The section you refer to (the export commands) is saved in your ./bash_profile file in your user’s home directory on macOS. The “export” command on Unix and Linux operating systems is used for storing values to environment variables in your shell session. So if you save the section in your ./bash_profile these variables are exported to your shell environment every time you start a new shell session. From there, you call Terraform which will recognise those variables and use their values for logging in to your Azure environment.
You could also manually run the section in your bash shell but storing those values in you profile will make it even easier.
Cheers and best,
Tom
LikeLike
Thanks again!
LikeLike
This is a really interesting article, but doesn’t solve (for me, anyway) the chicken-and-egg problem of service principals and Terraform. Specifically, we want to be able to use certificate-based authentication, which the TF Provider block supports, but retrieve the certificate from the key vault (not supported by the Provider block).

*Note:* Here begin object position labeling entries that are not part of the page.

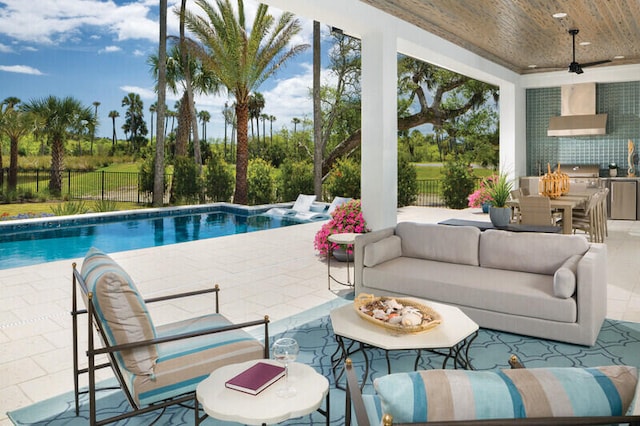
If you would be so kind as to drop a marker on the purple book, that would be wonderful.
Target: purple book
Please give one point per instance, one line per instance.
(257, 378)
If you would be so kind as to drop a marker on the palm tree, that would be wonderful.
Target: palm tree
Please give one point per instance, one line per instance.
(60, 118)
(272, 118)
(113, 115)
(295, 122)
(204, 117)
(152, 109)
(161, 107)
(15, 124)
(96, 104)
(242, 59)
(134, 117)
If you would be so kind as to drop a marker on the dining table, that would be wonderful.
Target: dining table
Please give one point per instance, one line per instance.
(565, 204)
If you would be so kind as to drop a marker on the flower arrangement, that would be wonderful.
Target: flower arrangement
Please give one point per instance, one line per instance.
(481, 195)
(499, 188)
(346, 218)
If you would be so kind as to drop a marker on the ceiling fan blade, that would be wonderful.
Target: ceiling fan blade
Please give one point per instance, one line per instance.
(591, 64)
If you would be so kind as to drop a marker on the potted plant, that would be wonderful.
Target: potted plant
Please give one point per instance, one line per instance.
(346, 218)
(499, 188)
(481, 197)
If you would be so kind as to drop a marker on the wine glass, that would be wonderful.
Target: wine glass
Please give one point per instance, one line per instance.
(285, 350)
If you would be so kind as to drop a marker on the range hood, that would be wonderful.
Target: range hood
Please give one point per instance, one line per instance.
(579, 118)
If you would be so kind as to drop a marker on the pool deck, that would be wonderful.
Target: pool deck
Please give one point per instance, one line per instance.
(274, 272)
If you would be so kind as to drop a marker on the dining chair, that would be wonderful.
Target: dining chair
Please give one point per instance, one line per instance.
(536, 210)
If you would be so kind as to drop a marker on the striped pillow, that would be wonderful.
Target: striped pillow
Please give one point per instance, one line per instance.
(443, 395)
(121, 310)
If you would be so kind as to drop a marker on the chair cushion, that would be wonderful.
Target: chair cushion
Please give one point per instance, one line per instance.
(182, 364)
(443, 395)
(564, 280)
(121, 310)
(383, 250)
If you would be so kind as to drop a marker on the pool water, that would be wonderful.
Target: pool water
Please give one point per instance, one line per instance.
(46, 245)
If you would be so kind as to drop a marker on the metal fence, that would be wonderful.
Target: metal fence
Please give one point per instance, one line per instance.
(100, 185)
(126, 186)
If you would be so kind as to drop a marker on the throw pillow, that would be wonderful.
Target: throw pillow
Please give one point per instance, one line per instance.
(121, 310)
(383, 250)
(447, 395)
(564, 279)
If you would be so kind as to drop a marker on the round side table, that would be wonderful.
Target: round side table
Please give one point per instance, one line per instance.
(346, 239)
(231, 405)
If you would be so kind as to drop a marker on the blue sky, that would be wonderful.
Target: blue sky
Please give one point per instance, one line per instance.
(96, 50)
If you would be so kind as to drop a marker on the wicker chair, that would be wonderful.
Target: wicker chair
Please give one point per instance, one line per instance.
(536, 210)
(155, 366)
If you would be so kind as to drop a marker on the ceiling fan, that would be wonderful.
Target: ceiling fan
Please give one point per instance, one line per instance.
(576, 67)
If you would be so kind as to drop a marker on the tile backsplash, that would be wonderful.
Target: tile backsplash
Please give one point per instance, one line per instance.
(621, 101)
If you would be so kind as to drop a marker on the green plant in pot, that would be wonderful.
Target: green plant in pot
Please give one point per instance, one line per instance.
(499, 187)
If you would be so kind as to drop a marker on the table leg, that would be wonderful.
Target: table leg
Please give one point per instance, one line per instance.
(567, 219)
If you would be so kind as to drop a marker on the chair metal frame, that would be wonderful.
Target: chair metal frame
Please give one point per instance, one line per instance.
(93, 351)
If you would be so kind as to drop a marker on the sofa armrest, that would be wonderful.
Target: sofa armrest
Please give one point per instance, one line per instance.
(591, 291)
(358, 251)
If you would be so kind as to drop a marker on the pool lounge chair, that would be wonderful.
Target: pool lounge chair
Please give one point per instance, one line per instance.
(303, 204)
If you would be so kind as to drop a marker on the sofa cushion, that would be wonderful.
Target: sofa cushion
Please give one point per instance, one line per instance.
(444, 395)
(528, 252)
(564, 280)
(383, 250)
(453, 244)
(121, 310)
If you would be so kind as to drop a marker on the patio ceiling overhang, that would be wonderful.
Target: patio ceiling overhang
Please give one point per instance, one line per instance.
(383, 34)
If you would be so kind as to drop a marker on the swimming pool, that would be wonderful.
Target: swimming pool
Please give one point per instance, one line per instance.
(25, 243)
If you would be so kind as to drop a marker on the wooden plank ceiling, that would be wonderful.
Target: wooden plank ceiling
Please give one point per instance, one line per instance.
(520, 34)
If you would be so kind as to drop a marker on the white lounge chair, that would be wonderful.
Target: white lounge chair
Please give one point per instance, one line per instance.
(303, 204)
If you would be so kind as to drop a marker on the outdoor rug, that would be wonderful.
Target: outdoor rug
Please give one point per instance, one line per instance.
(618, 343)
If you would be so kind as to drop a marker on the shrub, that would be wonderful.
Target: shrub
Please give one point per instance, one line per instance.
(407, 183)
(218, 179)
(457, 184)
(70, 208)
(260, 182)
(344, 179)
(296, 177)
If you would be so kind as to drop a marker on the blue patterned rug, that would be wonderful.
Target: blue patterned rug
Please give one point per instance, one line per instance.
(618, 343)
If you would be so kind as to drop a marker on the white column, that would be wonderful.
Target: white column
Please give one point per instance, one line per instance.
(379, 128)
(513, 144)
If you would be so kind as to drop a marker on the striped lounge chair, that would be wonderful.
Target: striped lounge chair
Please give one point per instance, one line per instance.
(155, 366)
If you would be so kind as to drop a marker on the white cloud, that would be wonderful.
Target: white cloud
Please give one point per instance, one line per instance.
(21, 69)
(110, 49)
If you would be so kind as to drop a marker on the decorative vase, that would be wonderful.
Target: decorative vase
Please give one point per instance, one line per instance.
(341, 255)
(500, 216)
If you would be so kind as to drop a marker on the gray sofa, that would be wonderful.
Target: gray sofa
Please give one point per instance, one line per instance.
(551, 286)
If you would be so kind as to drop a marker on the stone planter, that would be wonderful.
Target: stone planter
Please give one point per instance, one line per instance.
(500, 216)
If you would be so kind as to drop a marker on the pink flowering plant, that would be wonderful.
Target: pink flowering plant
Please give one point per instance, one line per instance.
(345, 218)
(482, 195)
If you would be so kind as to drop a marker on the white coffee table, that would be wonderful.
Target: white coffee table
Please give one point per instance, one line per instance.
(266, 407)
(451, 339)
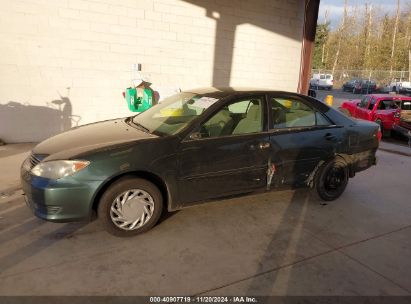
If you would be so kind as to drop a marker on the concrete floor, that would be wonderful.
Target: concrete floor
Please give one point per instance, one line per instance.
(284, 243)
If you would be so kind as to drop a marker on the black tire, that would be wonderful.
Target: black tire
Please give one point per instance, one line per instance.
(116, 189)
(331, 179)
(384, 132)
(345, 111)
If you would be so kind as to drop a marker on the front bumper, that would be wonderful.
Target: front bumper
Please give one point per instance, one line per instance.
(63, 200)
(404, 131)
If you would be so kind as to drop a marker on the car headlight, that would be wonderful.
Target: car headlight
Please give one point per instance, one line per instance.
(58, 168)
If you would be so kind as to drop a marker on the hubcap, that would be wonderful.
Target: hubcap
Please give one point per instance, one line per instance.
(335, 178)
(132, 209)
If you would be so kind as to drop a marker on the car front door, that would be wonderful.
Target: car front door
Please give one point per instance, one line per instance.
(227, 153)
(301, 138)
(386, 109)
(362, 109)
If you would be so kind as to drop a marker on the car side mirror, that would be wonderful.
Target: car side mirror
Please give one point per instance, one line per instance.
(312, 93)
(195, 136)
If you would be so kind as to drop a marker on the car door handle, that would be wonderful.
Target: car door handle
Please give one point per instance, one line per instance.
(329, 136)
(264, 145)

Even in the above scenario, how do you provision the user who runs terraform at that point? Our goal is to make it as least-privilege as possible, with the exception of the service principal account referenced in the provider blocks. We also want any of our developers to be able to use Terraform, but have none of the provider information available to them. Ideally, the person running the ‘terraform plan’ and ‘terraform apply’ commands wouldn’t need and rights within Azure.
LikeLiked by 1 person
Hi network geek and thank you for your feedback.
What you could do is to have a CI/CD pipelining tool such as Azure DevOps in place. You create a service principal for Terraform with the respective rights needed on Azure (it might be a highly privileged service principal depending on what you deploy via Terraform) and configure Azure DevOps to use this service principal every time there is a Terraform deployment. So your end user accounts are not privileged but eligible to log on to Azure DevOps and start the deployment process from there.
I guess I’ll write another blog post about role-based access control in a DevOps world soon so I can further explain it to you guys.